The ruling stemmed from a 2013 copyright infringement lawsuit filed by Fox News Network against TVEyes, a $500-a-month television monitoring service that enables subscribers to search for television programs by keywords, view snippets and download and share clips.
Hellerstein previously decided that TVEyes makes fair use of Fox News Network's material by indexing news clips and providing snippets of them to subscribers. He said in that earlier ruling that the indexing and clipping service was “transformative,” and therefore a fair use, because it serves a different function from the original broadcasts.
“The White House uses TVEyes to evaluate news stories and give feedback to the press corps,” Hellerstein wrote at the time. “The United States Army uses TVEyes to track media coverage of military operations in remote locations, to ensure national security and the safety of American troops.”
But that decision left open whether TVEyes also can let users download and share clips.
Hellerstein said on Tuesday that the company's downloading feature "goes well beyond TVEyes' transformative services of searching and indexing."
Hellerstein added: "TVEyes claims that downloading is 'absolutely critical' because it allows for offline use, but very few remaining locations in the United States lack internet connectivity by modem, broadband, or wireless access."
The judge issued a more mixed ruling about TVEyes' emailing functions, which enable users to send other people links to clips. He generally endorsed the concept that subscribers should be able to send clips, but also said there was "substantial potential for abuse."
"Congressional staffers share video clips among themselves; Congressmen share with members of Committees and caucuses; lawyers share with clients, etc.

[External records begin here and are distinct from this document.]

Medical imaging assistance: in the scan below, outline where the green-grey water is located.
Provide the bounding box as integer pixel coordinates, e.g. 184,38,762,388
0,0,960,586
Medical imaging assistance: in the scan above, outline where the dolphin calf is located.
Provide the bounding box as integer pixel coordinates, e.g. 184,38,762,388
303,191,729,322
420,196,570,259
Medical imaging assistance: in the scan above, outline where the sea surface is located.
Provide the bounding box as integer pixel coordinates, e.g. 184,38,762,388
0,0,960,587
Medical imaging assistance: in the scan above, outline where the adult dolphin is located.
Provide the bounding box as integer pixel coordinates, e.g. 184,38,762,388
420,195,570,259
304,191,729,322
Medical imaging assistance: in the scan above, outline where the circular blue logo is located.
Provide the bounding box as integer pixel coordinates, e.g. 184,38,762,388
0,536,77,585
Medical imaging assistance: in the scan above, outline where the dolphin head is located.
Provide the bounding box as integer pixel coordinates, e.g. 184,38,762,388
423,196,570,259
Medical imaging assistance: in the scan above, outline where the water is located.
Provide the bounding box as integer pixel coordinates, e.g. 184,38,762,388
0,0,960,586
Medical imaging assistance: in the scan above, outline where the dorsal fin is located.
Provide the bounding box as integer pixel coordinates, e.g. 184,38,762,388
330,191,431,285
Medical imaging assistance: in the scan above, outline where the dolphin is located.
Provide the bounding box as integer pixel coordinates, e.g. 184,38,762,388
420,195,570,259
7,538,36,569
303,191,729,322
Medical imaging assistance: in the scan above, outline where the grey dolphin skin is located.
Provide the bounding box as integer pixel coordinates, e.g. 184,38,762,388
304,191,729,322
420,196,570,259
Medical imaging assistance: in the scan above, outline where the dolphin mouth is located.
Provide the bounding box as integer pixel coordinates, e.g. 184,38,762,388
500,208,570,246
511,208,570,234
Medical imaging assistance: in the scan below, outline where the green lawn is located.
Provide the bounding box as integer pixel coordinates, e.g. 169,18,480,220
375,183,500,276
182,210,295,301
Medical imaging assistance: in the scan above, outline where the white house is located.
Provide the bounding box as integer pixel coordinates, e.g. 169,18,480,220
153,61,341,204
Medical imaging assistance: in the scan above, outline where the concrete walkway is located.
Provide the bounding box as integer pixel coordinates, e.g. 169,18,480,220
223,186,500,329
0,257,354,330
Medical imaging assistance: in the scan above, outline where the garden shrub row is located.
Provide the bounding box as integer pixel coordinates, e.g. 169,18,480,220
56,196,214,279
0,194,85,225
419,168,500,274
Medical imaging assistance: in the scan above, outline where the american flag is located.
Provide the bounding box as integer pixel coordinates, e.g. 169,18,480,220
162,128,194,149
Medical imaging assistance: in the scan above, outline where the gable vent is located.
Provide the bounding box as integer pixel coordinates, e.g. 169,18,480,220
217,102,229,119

To prohibit e-mailing of videos would prevent relevant information from reaching the critical party," he wrote.
But, he added: "In its current incarnation, TVEyes' e-mailing feature cannot discriminate between sharing with a boss and sharing with a friend, nor between sharing for inclusion in a study and sharing a clip for inclusion in a client sales pitch. Fair use cannot be found unless TVEyes develops necessary protections."

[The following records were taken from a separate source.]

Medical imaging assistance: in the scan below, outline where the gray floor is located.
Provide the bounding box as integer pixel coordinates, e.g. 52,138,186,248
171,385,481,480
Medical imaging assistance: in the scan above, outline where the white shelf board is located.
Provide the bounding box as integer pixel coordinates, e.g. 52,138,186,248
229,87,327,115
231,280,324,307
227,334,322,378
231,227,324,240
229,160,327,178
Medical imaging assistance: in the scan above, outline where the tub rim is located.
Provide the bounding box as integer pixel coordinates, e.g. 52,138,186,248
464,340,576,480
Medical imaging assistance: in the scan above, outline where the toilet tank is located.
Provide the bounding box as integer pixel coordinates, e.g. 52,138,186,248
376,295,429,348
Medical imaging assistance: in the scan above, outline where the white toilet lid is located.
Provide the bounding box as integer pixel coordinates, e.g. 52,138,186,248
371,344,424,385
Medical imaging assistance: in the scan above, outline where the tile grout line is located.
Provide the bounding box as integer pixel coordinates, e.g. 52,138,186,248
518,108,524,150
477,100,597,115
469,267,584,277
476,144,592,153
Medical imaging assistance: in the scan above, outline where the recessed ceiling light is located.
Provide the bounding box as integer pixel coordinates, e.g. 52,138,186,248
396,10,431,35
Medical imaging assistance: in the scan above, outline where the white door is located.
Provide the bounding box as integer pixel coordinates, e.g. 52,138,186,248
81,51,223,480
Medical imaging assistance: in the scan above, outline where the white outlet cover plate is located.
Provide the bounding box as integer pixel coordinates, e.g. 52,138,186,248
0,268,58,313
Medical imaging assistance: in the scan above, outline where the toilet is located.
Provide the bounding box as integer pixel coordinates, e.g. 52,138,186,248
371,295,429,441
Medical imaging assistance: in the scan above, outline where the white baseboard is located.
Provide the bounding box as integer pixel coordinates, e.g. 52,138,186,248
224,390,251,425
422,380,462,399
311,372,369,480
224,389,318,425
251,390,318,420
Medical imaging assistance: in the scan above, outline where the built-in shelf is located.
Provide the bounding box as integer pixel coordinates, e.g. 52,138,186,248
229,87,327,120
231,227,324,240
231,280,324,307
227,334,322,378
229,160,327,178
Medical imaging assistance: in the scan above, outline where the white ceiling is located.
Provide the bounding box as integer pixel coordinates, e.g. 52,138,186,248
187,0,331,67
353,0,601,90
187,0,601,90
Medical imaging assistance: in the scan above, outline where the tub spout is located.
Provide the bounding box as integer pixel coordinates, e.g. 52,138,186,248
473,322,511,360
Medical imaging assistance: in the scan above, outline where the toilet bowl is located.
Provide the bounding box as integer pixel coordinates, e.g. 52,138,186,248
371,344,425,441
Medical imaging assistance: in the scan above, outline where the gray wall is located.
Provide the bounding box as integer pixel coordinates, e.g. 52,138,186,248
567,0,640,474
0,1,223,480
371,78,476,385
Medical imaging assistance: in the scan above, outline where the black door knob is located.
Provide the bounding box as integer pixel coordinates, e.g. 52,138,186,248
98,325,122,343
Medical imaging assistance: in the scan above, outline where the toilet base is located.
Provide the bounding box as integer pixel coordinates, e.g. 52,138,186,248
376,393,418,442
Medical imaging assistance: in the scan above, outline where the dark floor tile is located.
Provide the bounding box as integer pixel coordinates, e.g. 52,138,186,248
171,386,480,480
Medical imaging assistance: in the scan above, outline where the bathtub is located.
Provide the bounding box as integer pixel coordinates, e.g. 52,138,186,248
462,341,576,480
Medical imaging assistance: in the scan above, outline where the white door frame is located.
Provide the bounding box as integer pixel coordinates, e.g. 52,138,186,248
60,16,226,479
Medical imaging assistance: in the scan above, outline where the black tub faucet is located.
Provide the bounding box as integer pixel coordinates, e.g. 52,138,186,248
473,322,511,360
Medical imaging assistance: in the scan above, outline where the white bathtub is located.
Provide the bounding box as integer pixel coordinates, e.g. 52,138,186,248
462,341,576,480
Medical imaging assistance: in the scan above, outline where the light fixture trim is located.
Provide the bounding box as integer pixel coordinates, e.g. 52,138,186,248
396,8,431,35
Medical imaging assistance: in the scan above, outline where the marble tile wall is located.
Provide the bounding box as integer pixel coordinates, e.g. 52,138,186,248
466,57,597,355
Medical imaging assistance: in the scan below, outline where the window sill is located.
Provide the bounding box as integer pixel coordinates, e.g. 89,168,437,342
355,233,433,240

Other TV news broadcasters, including CNN, CBS and NBCUniversal, sided with Fox in the battle. “This case is not just about Fox News,” the TV news networks said in a friend-of-the-court brief filed in June. “It affects all creators and publishers of broadcast and digital content ... who depend on licensing deals and advertising sales to support their continuing ability to provide high-quality news and entertainment content.”

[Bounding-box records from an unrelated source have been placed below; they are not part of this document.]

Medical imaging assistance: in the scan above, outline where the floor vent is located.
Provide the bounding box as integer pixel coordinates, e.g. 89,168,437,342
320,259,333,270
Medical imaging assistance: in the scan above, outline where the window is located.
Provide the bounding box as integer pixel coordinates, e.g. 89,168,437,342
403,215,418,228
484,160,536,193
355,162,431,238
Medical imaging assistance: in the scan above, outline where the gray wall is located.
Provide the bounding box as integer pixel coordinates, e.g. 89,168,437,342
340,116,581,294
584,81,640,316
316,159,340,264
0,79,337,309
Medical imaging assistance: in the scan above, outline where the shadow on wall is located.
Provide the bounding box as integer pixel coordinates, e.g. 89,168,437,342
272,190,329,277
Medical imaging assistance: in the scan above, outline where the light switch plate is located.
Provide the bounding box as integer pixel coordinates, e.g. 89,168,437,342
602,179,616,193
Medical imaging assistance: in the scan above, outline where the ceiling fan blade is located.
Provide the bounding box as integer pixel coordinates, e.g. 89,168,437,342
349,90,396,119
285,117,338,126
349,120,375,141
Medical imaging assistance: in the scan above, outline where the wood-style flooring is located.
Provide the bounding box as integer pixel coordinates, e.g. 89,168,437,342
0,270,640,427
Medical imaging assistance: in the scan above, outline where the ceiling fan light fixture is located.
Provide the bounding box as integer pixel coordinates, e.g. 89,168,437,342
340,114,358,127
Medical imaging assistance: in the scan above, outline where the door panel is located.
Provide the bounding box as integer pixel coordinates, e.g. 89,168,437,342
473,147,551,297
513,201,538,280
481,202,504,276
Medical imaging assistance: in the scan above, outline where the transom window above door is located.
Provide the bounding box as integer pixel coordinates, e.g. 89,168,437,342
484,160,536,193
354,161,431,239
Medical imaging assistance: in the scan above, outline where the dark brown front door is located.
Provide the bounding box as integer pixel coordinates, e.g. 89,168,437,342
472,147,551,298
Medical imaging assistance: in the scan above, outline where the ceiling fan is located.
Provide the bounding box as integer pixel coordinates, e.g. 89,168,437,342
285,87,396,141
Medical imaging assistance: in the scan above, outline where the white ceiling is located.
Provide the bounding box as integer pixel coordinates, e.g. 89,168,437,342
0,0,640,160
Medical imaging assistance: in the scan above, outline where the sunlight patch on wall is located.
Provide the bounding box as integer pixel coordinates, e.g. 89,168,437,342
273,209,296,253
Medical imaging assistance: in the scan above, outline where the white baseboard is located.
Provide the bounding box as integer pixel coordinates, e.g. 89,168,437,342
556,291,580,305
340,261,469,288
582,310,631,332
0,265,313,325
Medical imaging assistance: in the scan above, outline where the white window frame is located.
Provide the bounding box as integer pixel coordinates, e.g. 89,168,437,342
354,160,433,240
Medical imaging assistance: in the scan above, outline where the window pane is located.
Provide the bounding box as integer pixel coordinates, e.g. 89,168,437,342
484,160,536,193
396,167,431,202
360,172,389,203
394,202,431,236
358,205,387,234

TVEyes also drew outside support from a coalition including Victor Navasky, The Nation's former editor and publisher, The Nation columnist Eric Alterman, media company Brave New Films and media-watch group Fairness and Accuracy in Reporting. They argued that media critics require the ability to download and share clips.
“If ... Eric Alterman wants to review ten hours of Fox News footage for a presentation at a media conference while on a flight from New York to Tokyo, he would need to download clips in order to study them during the flight to further the transformative purpose of developing and presenting media criticism,” the groups wrote.